We popped the hatch and started blasting away with the extinguishers, coughing and gasping through the black burnt-rubber smoke.  We doused the flames and Mike Vu and Regina spent a few minutes calming Alcorn down. He was curled up under the table, moaning ‘we’re all gonna die’ and sobbing uncontrollably.  Little snot bubbles came from his nose and they had to coax him out with a chocolate Costco muffin.

“Well now we’re fucked.”
Ten cellphones later, we found one with a signal and called Antlers.

“What did they say?”
“They say they’re sending somebody.”
“To fix it? Tell them to bring more beer. And cigarettes.”
“I’m not going to tell them to bring more beer.”
“How did they sound? Did they sound upset?”
“Upset that we caught their boat on fire?”
“Not really.  They didn’t seem concerned; I guess it’s not uncommon.”
“How common can fucking boat fires be?”
“Apparently fairly common.”
“Fucking floating deathtraps.”
“We should sue.”
“Seriously ask them to bring more beer.”

They sent somebody to pick us up.  The guy (Dave?) took a look at the engine and told us it appeared there had been a fire.  Well yes Dave, we know, we put the god damn thing out.  At great personal risk I might add.  He told us he couldn’t fix it and would have to tow us in.  He lashed on to the side with his tinyass little boat and we started off.  Very slowly.

Mike Vu traded our last beer and two boxes of Honey Nut Cheerios to Dave for a half a pack of cigarettes.  I went upstairs to find a shady spot and pass out.

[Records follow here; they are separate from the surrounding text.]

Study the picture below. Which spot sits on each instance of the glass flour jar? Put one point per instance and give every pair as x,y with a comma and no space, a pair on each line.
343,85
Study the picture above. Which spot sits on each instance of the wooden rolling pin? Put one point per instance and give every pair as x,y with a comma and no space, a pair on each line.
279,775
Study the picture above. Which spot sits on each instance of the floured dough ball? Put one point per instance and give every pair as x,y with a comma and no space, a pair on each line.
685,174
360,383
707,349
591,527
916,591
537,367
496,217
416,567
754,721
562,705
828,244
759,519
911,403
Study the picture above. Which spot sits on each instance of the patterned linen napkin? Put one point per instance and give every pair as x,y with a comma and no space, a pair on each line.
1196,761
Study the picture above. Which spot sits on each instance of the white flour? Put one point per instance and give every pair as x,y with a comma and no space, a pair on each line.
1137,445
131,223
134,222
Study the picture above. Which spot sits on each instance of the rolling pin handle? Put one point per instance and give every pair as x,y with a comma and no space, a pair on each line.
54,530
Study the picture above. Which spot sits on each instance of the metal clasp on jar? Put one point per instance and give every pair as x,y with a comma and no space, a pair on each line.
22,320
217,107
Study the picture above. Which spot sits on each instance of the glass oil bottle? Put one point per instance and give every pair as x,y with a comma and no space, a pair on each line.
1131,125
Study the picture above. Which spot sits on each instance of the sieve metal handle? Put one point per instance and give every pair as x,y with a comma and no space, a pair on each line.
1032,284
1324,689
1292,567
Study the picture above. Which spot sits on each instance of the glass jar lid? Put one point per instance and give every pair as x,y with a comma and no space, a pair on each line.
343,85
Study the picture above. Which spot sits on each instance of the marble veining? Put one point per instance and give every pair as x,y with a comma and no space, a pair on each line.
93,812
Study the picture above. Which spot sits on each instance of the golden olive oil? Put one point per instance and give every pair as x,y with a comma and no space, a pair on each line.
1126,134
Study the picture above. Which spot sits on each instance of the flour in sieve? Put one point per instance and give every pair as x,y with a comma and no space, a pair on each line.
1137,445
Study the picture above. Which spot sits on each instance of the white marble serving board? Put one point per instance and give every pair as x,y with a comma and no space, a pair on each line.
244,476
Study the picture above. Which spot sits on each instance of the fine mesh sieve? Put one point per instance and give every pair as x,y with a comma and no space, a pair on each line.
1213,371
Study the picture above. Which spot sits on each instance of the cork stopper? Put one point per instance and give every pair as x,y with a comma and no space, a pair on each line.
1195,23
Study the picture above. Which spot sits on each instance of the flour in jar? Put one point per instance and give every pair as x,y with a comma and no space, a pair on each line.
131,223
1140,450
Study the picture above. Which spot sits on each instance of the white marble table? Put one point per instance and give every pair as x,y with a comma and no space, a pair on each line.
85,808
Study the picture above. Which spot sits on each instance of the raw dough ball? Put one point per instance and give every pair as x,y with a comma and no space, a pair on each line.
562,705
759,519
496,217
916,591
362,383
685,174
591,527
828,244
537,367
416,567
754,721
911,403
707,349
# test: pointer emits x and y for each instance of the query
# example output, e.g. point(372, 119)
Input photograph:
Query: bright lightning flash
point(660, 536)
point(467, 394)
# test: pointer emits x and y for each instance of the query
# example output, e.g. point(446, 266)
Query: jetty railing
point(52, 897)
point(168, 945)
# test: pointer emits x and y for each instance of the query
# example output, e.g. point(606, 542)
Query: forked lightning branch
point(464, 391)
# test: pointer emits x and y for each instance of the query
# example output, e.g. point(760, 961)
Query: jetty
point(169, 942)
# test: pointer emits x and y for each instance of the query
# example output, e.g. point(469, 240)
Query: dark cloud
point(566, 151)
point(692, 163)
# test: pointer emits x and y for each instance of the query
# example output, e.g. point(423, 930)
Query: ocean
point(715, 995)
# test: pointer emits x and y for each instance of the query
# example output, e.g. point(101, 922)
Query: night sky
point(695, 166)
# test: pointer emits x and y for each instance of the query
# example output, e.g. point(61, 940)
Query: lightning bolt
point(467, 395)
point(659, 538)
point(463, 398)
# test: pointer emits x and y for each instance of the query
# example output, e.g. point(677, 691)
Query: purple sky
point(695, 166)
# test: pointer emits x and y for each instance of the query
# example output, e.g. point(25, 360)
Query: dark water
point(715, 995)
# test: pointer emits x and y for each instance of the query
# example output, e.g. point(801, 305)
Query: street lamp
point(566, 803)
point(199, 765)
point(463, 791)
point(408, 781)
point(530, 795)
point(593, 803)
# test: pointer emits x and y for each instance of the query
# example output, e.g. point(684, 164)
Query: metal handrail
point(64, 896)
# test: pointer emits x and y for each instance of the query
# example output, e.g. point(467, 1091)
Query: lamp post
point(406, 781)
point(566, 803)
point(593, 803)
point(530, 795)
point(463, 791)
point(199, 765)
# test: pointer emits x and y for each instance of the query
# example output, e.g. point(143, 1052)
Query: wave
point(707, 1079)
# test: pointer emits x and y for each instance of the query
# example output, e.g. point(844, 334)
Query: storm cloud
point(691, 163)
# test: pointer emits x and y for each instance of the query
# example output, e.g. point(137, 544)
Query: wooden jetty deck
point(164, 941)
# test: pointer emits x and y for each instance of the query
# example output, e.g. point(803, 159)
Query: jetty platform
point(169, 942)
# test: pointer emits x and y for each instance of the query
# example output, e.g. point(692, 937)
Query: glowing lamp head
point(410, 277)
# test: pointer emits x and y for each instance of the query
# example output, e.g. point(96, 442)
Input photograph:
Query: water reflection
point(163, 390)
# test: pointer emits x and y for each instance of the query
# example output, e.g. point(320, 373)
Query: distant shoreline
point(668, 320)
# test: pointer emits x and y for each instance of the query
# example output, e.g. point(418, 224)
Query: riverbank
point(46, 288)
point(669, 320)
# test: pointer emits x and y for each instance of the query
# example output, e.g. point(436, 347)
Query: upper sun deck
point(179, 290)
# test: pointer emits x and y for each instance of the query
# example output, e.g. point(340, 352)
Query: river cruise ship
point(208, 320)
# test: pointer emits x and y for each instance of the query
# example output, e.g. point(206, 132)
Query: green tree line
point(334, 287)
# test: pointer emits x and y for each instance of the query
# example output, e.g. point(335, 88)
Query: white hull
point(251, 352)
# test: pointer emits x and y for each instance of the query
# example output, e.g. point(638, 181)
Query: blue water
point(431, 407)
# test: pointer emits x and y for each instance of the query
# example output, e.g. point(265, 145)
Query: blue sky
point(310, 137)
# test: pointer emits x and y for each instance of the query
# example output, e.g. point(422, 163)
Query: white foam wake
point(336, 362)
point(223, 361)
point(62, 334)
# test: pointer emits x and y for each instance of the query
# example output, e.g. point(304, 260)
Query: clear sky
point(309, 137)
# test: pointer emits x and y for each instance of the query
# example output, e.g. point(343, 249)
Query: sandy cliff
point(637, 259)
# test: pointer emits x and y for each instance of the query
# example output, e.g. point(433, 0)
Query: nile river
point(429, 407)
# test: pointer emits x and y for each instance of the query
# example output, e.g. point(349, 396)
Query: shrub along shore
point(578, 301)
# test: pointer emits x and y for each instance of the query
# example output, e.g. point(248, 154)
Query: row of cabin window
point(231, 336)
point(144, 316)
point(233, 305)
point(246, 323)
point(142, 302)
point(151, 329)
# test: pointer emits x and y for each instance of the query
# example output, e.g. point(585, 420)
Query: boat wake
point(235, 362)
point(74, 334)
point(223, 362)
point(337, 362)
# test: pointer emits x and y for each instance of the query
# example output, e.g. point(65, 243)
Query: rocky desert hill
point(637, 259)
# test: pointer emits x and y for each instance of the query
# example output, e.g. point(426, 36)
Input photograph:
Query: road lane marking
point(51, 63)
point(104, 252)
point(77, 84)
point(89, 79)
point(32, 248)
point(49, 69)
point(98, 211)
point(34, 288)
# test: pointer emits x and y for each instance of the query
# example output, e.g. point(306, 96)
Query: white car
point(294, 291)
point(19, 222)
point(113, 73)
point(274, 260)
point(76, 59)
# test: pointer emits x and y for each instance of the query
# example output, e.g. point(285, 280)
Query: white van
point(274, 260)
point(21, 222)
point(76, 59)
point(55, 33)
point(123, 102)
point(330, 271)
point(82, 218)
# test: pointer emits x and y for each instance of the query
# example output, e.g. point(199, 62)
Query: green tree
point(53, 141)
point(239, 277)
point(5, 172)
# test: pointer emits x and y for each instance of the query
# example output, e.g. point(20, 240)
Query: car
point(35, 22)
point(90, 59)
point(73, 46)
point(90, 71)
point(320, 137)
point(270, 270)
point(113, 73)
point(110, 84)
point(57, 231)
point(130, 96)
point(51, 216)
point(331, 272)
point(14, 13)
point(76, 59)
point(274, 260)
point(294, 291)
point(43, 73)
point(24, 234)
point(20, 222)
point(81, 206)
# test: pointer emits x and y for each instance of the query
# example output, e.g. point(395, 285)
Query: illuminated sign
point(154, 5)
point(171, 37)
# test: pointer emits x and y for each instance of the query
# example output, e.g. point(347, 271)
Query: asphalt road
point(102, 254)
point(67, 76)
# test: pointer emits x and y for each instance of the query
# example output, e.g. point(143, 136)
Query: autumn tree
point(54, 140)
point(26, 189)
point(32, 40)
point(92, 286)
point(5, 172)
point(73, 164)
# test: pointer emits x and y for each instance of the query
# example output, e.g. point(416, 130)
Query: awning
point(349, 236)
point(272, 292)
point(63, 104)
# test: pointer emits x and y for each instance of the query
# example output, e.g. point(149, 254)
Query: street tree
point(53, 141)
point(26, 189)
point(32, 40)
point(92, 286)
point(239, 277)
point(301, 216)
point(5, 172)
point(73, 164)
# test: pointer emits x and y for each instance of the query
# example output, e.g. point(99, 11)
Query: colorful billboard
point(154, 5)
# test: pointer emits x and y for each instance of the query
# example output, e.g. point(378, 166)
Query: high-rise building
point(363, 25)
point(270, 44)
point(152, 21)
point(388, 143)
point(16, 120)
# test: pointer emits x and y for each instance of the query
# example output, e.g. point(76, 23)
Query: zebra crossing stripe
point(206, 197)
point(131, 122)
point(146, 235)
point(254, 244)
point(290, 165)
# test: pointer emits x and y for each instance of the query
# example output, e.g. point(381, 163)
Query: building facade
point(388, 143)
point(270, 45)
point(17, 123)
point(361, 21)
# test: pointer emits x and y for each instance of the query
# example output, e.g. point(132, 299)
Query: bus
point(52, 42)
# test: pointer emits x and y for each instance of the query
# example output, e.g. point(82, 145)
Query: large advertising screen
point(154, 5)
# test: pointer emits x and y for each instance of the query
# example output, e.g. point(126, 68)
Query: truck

It’s hard to estimate the true cost of an ordeal like Houseboats.  One cannot simply take inventory of one’s mental faculties before and after, then compare the two. I cannot, for example, say something like ‘I got so drunk this weekend I can no longer remember my childhood friends’ birthdays, or do math’.  The human mind is not divided so discretely as to allow such an assessment.  Nevertheless we know on some level that the price is high, very high.  Four days of malnutrition, sleep deprivation, harsh sun and non-stop alcohol abuse take a heavy toll on both body and spirit.  Especially at our age.  Your body first protests, then revolts, and then surrenders.  Nobody really pukes after the first day; they don’t have the energy for it.  By day two you find yourself asking questions like “Why are there black circles around my eyes?” and “Can citrus vodka prevent scurvy?” Days three and four are an edgeless, soupy blur, the upper regions of your brain having shut down and your consciousness replaced by some kind of instinctual party-mode autopilot.  Your system becomes confused when you take in 20,000 calories a day and 19,400 of it is Coors Light.  This type of sustained trauma can lead to serious, long-term biological and neurological effects.  I met a guy one year who told me that after three straight nights of playing flipcup with E&J instead of beer, he woke up left-handed.  True story.  I heard about a girl who, after being deposited on shore by her friends at the end of the weekend, could no longer remember which car was hers.  To this day Tom Alcorn swears he spoke perfect Spanish until his first houseboats trip.  Now he barely speaks English.

It’s grisly, and part of me is terrified to consider all that I’ve left on that goddamn island over the years, my dignity and self-respect being the least of it.  Houseboats is the kind of wanton, reckless self-destruction we are supposed to have grown out of by now.  We are supposed to have Moved On from all that, gotten it out of our system and graduated to more mundane and socially acceptable pursuits, like marriage or jazz.

But fuck all that.

We don’t need it.  We are beyond it.  And if the cost of that is some memory loss and a little hepatitis, so be it.